Le compérage est prohibé par tous les codes de déontologie applicables aux professions médicales. Pour autant, le code de santé publique ne le définit pas de manière générale. Seul le code de déontologie applicable aux pharmaciens définit ce terme comme « l’intelligence entre deux ou plusieurs personnes en vue d’avantages obtenus au détriment du patient ou de tiers » (article R. 4235-27 CSP).
Le compérage est donc une manœuvre entre une ou plusieurs personnes, au détriment d’une ou plusieurs autres.
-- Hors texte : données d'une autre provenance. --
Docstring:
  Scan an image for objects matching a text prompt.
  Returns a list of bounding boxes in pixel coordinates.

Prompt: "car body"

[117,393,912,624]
C’est la collusion entre professionnels de santé ou avec un tiers qui est ici condamnée, et plus particulièrement, la pratique consistant à se procurer mutuellement des clients, l’une persuadant les siens qu’ils ont besoin des soins ou des produits d’une autre :
Alors, quand un professionnel adhère à un réseau mutualiste, ne peut-on pas considérer qu’il y a compérage ? La question a été posée au Conseil d’Etat qui répond par la négative.
Mme D., chirurgien-dentiste, a établi à l’intention d’un patient un devis relatif à la réalisation de soins dentaires. Ce patient a interrogé son organisme de protection complémentaire en matière de santé sur le niveau auquel ces soins seraient pris en charge. Après avoir délivré cette information, cet organisme lui a fait part de la possibilité de bénéficier d’un « reste à charge » plus limité en s’adressant à un chirurgien-dentiste affilié au « réseau de soins Santéclair » et lui a communiqué les noms de trois praticiens adhérents à cet organisme et installés à proximité de son domicile. Le patient s’est donc tourné vers l’un des praticiens.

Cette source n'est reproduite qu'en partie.